I recently read that if my writing doesn't keep me awake at night, it won't keep you awake during the day. At times, my desire
to write about grief approaches mania, or to quote author Annie Dillard: Writers do little else but sit in small rooms
recalling the real world. Both of these thoughts about writing are true for me. I have lost many hours of sleep writing
for this grief web site and I have spent countless hours alone in a small room recalling the real world of grief.
I started writing about grief in March 2006, two months after my mother died. Looking back, I'm not sure how I did it, but
I am glad that I began writing so soon after her death.
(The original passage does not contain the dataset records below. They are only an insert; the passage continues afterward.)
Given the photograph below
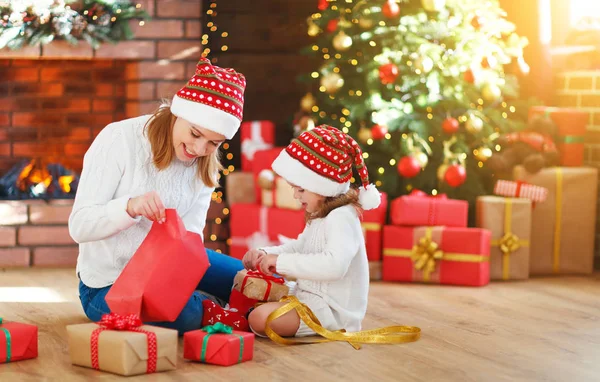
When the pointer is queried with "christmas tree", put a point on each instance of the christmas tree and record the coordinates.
(426, 86)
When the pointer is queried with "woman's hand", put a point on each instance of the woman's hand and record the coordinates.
(252, 257)
(148, 205)
(267, 264)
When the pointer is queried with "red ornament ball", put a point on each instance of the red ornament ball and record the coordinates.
(409, 166)
(455, 175)
(390, 9)
(450, 125)
(378, 132)
(388, 73)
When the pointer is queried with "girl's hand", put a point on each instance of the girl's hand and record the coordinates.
(267, 264)
(252, 257)
(148, 205)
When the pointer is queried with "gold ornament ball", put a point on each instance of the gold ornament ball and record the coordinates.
(491, 93)
(307, 102)
(422, 158)
(266, 179)
(433, 5)
(364, 134)
(474, 124)
(441, 173)
(483, 153)
(332, 82)
(342, 42)
(365, 22)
I could not have captured the raw pain of new grief if I had waited.
I had to write as I was experiencing it.
I believe my writing reflects a natural evolution--first the pain, then
the well meaning, but unhelpful, things people say to grievers, followed by how to help others. I had to experience the first
Christmas without my mother before I could write about grief during the holiday season. I was sorting through some pictures
and found a photo of a beloved cat. I added the pet loss section because I remember the intense grief I felt when my
dear old friend died. The pages of this site were created one by one, over time, as I grappled with the emotions of my grief.
I've tried, most of all, to write with honesty and compassion.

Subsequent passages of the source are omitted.